I am lucky enough to have friends that are a part of this culture, and i am really excited to go and see their world.

another country i can’t wait to see is Georgia. their government has been on a strong path toward modernisation for a while now, and there is a huge english teaching initiative (Teach and Learn with Georgia) that also has the side effect of bringing in thousands of english speakers. 

there is one story that i find really exciting: the georgian traffic police force used to be very corrupt, treating the roads as their personal piggy bank. eventually the government issued an ultimatum: stop the bribery or i will fire everybody. it didn’t stop, and the government made good on their promise. about 30,000 officers were fired, from the top down. for about three months the entire country lived without traffic police. then they restructured everything about the force. one of these changes was a rule about foreigners, and now, whenever you feel in danger, you can ask a police officer to drive you anywhere in a 140km radius, for free. all you need to do is fill out a form.

so this is a country which is performing a radical experiment. they are doing everything they can to modernise themselves, and make their country more accessible. i would like to see how well it is working. also i have heard it is a really beautiful country, with amazing people.

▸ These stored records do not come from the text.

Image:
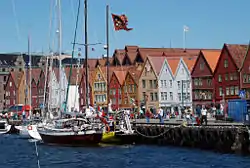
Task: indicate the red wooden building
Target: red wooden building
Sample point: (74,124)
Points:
(82,90)
(202,77)
(227,72)
(245,74)
(115,88)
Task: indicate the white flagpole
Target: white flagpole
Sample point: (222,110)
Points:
(185,29)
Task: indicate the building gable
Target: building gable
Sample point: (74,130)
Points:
(126,60)
(201,67)
(225,55)
(182,69)
(148,69)
(165,70)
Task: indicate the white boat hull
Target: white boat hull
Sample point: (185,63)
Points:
(6,130)
(33,133)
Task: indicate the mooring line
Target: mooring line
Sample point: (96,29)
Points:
(155,136)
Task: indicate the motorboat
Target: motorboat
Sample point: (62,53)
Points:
(4,126)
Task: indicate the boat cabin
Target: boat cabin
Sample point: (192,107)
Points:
(69,123)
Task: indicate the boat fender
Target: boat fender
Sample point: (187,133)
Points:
(107,128)
(29,127)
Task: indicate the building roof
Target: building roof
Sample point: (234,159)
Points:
(211,57)
(237,51)
(73,78)
(173,64)
(189,61)
(157,63)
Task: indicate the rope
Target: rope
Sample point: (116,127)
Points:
(37,156)
(155,136)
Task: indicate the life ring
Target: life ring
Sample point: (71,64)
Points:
(107,128)
(29,127)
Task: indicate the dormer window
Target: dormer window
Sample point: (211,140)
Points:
(225,63)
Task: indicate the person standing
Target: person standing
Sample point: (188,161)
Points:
(203,115)
(160,115)
(148,115)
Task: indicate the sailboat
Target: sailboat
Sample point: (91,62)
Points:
(71,131)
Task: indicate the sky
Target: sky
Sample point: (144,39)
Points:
(155,23)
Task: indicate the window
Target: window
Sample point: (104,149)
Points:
(245,78)
(220,91)
(225,63)
(236,90)
(155,84)
(170,83)
(202,66)
(143,84)
(227,91)
(151,84)
(165,83)
(219,78)
(151,96)
(179,84)
(231,77)
(232,90)
(200,82)
(235,76)
(188,96)
(156,96)
(196,82)
(162,95)
(165,95)
(226,77)
(209,82)
(171,95)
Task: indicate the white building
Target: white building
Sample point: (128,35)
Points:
(175,83)
(54,88)
(166,85)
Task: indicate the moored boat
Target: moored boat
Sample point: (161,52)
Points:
(4,126)
(72,131)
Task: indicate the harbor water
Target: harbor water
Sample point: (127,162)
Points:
(21,153)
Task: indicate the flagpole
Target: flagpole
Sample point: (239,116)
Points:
(184,39)
(86,51)
(107,48)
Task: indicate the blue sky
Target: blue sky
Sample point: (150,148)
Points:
(156,23)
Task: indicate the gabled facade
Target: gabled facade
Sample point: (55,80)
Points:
(165,83)
(202,77)
(15,89)
(183,84)
(115,87)
(82,91)
(130,88)
(99,87)
(148,85)
(227,75)
(40,87)
(245,74)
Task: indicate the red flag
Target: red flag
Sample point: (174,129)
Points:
(120,22)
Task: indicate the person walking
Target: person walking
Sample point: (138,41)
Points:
(148,115)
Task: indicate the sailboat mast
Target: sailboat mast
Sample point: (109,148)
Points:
(86,50)
(59,52)
(30,78)
(107,43)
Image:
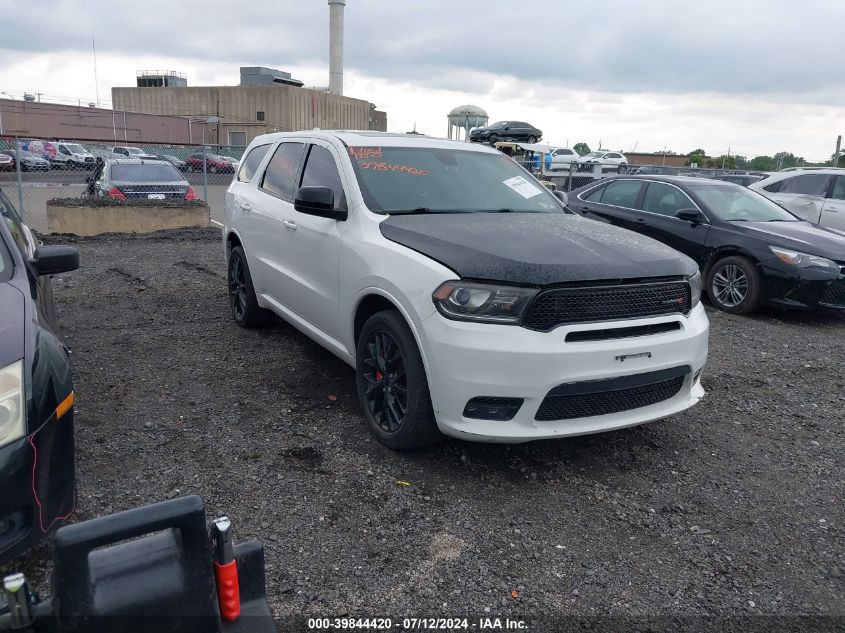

a location i am fascinated by is Lake Baikal in Russia, the world’s oldest and deepest lake. two thirds of the plants and animals that live there are unique to the lake. it is so clear, you can see the bottom 40 metres down. it will still be very cold though, even during the summer, so i don’t know how much i will be able to interact with the lake. but whatever, i am nerd for these kinds of things.

i have always wanted to go to the mongolian steppes. i have these visions of me standing in the middle of a deserted road, seeing only empty plains in every direction, with nothing but my guitar to keep my company. i actually think that this picture will be quite easy to realise.

One of the biggest and most expensive side trips i am going to make is from China to South Korea and Japan (with ferries).

bizarrely enough, i became much more excited about going to SK after spending time in Seoul-Incheon airport during my layovers to and from NZ. it was by far the best airport i have had the pleasure of spending time in. free showers, computers, smoking rooms that were not disgusting, water fountains everywhere. and the workers were amazingly polite and genuine. and the cultural centres! you could go and make (and keep!) traditional crafts, watch concerts, and play traditional games. it was great, actually.

i usually hate airports, but this one i can support.

and Japan. even with the current radioactive state of affairs, i feel like my time spent there will be some of the most rewarding of the entire trip. Diego, a friend i met at the hitchhikers gathering in Portugal, wrote a fair bit about hitchhiking there, and made it sound wonderful - http://hitchwiki.org/en/Japan.

I think i might create a part two for this post later on.